Common mistakes pilots make

  • Using generic numbers from the internet. Weight and balance is aircraft specific, not model specific.
  • Ignoring installed equipment. New radios, autopilots, propellers, and interior upgrades can shift both empty weight and arm.
  • Entering fuel as gallons when the calculation expects pounds. This is one of the most common data entry errors.
  • Skipping baggage station limits. Even if total baggage seems light, placing it too far aft can create an out-of-envelope condition.
  • Forgetting unusable fuel or taxi fuel assumptions. Approved procedures differ by aircraft and mission.
  • Failing to evaluate landing weight and CG. The departure condition is only the first part of the story.

Interpreting the chart

The chart plotted by this calculator is intentionally practical. The horizontal axis represents center of gravity arm, and the vertical axis represents total aircraft weight. The blue polygon is a simplified representative loading envelope for the selected model preset. The highlighted point is your current loading result. If the point appears inside the envelope and below maximum weight, the calculator will report an in-range estimate. If it appears outside the envelope, you should modify fuel, passenger placement, or baggage loading and calculate again. Remember that the envelope shown here is educational. Approved envelope shape, breakpoints, and station definitions must come from the exact POH or AFM for the aircraft you are flying.

Best practices for flight schools, clubs, and private owners

Flight schools benefit from standardized calculation workflows because students often fly multiple tail numbers with slightly different empty weights and equipment lists. A clean center of gravity calculator can help teach the process, but the school should still maintain current aircraft-specific records in every dispatch binder or digital document system. Flying clubs should adopt a standard procedure for updating empty weight after maintenance and modifications. Private owners should retain organized logbook documentation, latest weight and balance amendments, and any supplemental equipment records so they can verify planning data quickly and accurately.

Another useful habit is scenario planning.

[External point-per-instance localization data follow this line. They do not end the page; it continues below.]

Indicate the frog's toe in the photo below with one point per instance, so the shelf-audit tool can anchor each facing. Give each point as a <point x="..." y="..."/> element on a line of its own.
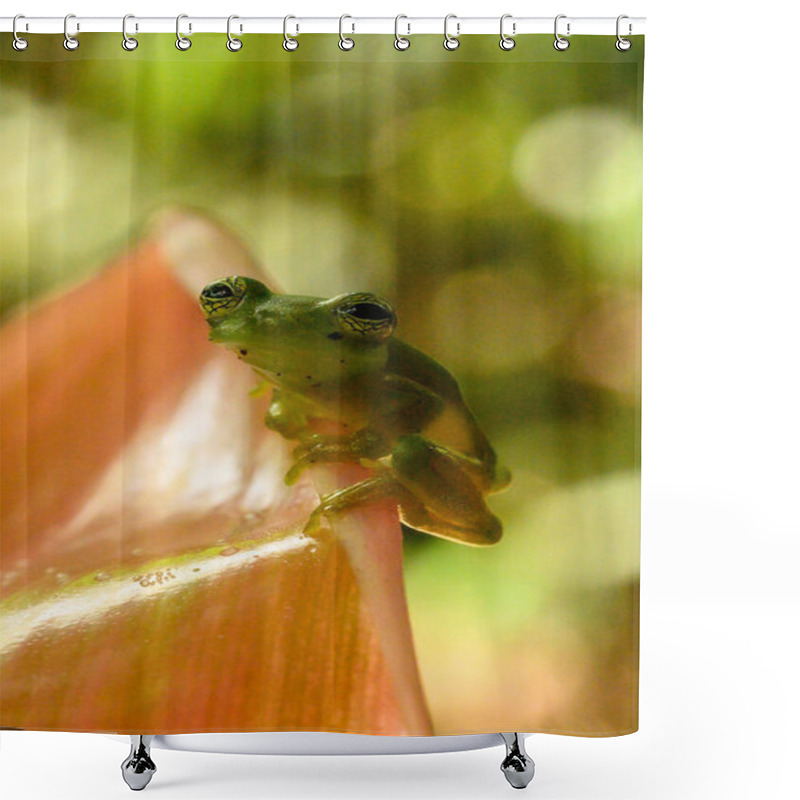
<point x="295" y="471"/>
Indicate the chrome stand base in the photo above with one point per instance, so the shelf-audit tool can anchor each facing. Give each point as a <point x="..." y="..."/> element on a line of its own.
<point x="517" y="766"/>
<point x="138" y="768"/>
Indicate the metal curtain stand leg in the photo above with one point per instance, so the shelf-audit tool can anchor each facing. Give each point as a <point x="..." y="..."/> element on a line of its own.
<point x="138" y="768"/>
<point x="517" y="766"/>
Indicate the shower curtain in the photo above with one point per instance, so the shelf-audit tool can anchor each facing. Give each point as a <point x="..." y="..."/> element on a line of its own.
<point x="182" y="425"/>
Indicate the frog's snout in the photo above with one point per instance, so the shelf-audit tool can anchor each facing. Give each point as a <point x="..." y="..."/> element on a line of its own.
<point x="221" y="297"/>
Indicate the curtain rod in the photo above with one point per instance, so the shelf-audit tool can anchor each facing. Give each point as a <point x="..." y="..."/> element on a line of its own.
<point x="406" y="26"/>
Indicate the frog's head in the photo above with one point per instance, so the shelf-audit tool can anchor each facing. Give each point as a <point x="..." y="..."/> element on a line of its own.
<point x="290" y="335"/>
<point x="230" y="297"/>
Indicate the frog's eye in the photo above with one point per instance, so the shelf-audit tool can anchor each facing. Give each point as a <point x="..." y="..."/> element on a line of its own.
<point x="366" y="314"/>
<point x="222" y="296"/>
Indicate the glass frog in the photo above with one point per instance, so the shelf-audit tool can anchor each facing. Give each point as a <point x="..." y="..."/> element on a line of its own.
<point x="397" y="410"/>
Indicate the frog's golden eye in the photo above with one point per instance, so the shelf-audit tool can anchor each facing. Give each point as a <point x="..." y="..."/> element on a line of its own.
<point x="368" y="315"/>
<point x="222" y="296"/>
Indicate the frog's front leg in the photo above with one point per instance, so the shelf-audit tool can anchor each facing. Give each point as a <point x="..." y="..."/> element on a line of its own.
<point x="435" y="493"/>
<point x="287" y="416"/>
<point x="366" y="443"/>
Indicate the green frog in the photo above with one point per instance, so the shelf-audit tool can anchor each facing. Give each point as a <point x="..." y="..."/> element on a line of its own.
<point x="388" y="405"/>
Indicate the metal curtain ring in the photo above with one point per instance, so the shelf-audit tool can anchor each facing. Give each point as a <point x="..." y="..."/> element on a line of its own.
<point x="289" y="43"/>
<point x="400" y="42"/>
<point x="623" y="44"/>
<point x="506" y="42"/>
<point x="450" y="42"/>
<point x="128" y="42"/>
<point x="181" y="42"/>
<point x="70" y="42"/>
<point x="233" y="44"/>
<point x="560" y="43"/>
<point x="18" y="43"/>
<point x="345" y="42"/>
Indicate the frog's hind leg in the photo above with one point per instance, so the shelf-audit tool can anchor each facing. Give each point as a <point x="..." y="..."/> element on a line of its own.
<point x="442" y="497"/>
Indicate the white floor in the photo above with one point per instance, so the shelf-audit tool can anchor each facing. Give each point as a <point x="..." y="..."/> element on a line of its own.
<point x="720" y="697"/>
<point x="720" y="691"/>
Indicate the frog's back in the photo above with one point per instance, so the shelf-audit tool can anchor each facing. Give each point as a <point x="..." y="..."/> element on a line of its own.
<point x="456" y="426"/>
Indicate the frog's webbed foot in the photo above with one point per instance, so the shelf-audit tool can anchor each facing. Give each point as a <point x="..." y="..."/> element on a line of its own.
<point x="365" y="444"/>
<point x="370" y="490"/>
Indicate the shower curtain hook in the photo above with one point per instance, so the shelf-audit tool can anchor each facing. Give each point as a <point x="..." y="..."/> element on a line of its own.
<point x="289" y="44"/>
<point x="450" y="42"/>
<point x="623" y="44"/>
<point x="70" y="42"/>
<point x="345" y="42"/>
<point x="181" y="42"/>
<point x="233" y="44"/>
<point x="128" y="42"/>
<point x="18" y="43"/>
<point x="507" y="42"/>
<point x="400" y="42"/>
<point x="561" y="43"/>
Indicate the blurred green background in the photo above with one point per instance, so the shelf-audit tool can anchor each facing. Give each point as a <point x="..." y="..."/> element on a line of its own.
<point x="494" y="197"/>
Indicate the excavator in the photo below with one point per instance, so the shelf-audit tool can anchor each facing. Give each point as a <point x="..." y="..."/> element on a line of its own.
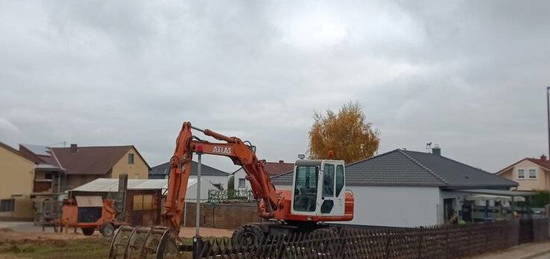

Instead of calculating only the most likely loading case, run several realistic alternatives. What happens if you take one extra overnight bag? What if the passenger moves from the right front seat to the rear? What if you depart with tabs instead of full fuel? These quick comparisons teach you how sensitive your airplane is to changes at each station. Over time, you develop intuition about which combinations are likely to push the aircraft forward, aft, heavy, or comfortably in range.

Authoritative references

For deeper study and official guidance, consult authoritative aviation resources:

Final takeaways

An aircraft center of gravity calculator is valuable because it turns a potentially error-prone manual process into a fast, repeatable workflow. But the pilot remains responsible for the quality of the inputs and the legality of the final decision. Always begin with the exact empty weight and arm for the aircraft, convert fuel correctly, include all people and baggage, and compare the result against the approved loading envelope. If your result is close to the edge, do not rely on optimism. Reconfigure the load, reduce fuel, shift seats if the aircraft and operation allow it, or leave items behind.

Weight and balance discipline is one of the quiet hallmarks of professional airmanship. It rarely attracts attention when done well, but it prevents bad performance, unpleasant handling characteristics, and genuinely dangerous conditions. Use the calculator on this page to explore loading scenarios, train your judgment, and build better planning habits. Then verify everything with the official data before you fly.

Data in this article are representative educational figures compiled from commonly published aircraft information and standard planning practices. Always consult the approved documentation for the exact airplane.